I drop her pack against the wall and put the sample pouch beside it, wrapped and sealed. She sees exactly where I place it. Within reach. Not hidden. Not taken. Her gaze flicks back to mine.
“Sit,” I say again.
“I can stand while you check the passage.”
“You can bleed standing or bleed sitting. Sitting wastes less.”
Her eyes narrow. “That is a disgusting argument.”
“Effective.”
“Unfortunately.”
She lowers herself onto a curved stone shelf with controlled hatred. Her wounded arm stays pinned against her body. Blood slides between her fingers, down her wrist. My claws flex. Red breathes harder at the edges of my sight.
No. Not now. Not with her watching. Not with her needing precision.
I kneel in front of her.
The hollow is dim, lit only by the sample’s faint blue pulse through its wrap. The light stains the lower wall and catches on the blood at her wrist, turning the red almost black.
“Let me see,” I say.
Sera’s hand tightens over the wound. “It’s a scratch.”
“It is bleeding through your fingers.”
“Large scratch.”
“Sera.”
She looks away. Pain I expected. Fear I expected. Shame, again, I hate.
“I need to know if the gray thing left anything in the cut,” I say.
Her gaze snaps back. Good. Practical fear is easier for her to accept than care.
“Residue?”
“Maybe.”
“Poison?”
“I do not know.”
Her jaw tightens. “You are very bad at soothing.”

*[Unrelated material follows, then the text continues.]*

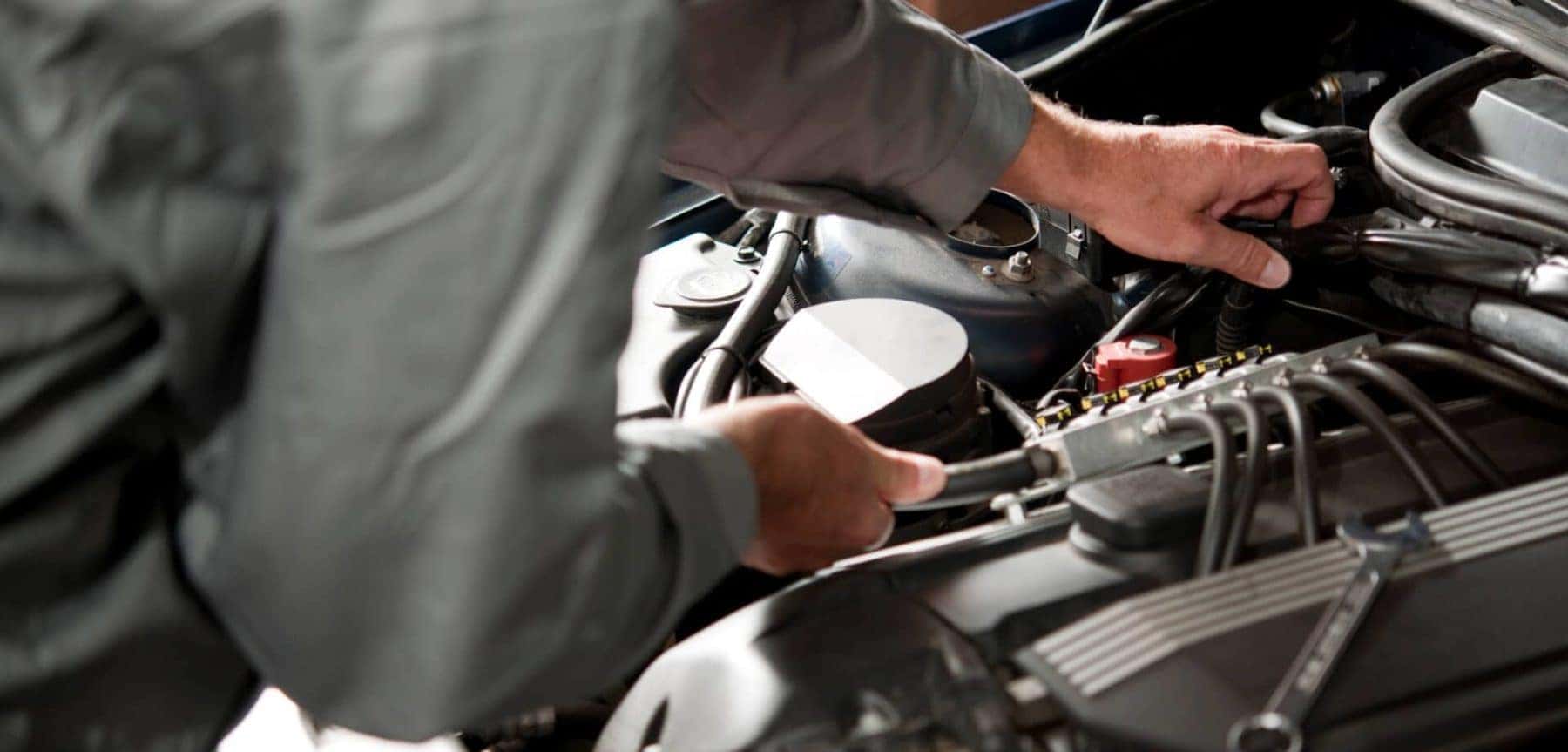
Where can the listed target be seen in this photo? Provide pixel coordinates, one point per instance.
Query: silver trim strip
(1111, 646)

“I am trying to keep you alive.”
“That is also bad soothing.”
“Let me see.”
One beat. Then she removes her hand.
The wound opens along the outside of her forearm, from wrist to below elbow. Shallow in places. Deeper near the middle where the ash-gray strand struck hardest. Blood wells in a clean red line except for three small marks along the center, each edged with faint gray dust.
My vision tunnels. Something inside me surges toward those marks with a violence that wants to tear the wound from her body and take it into mine.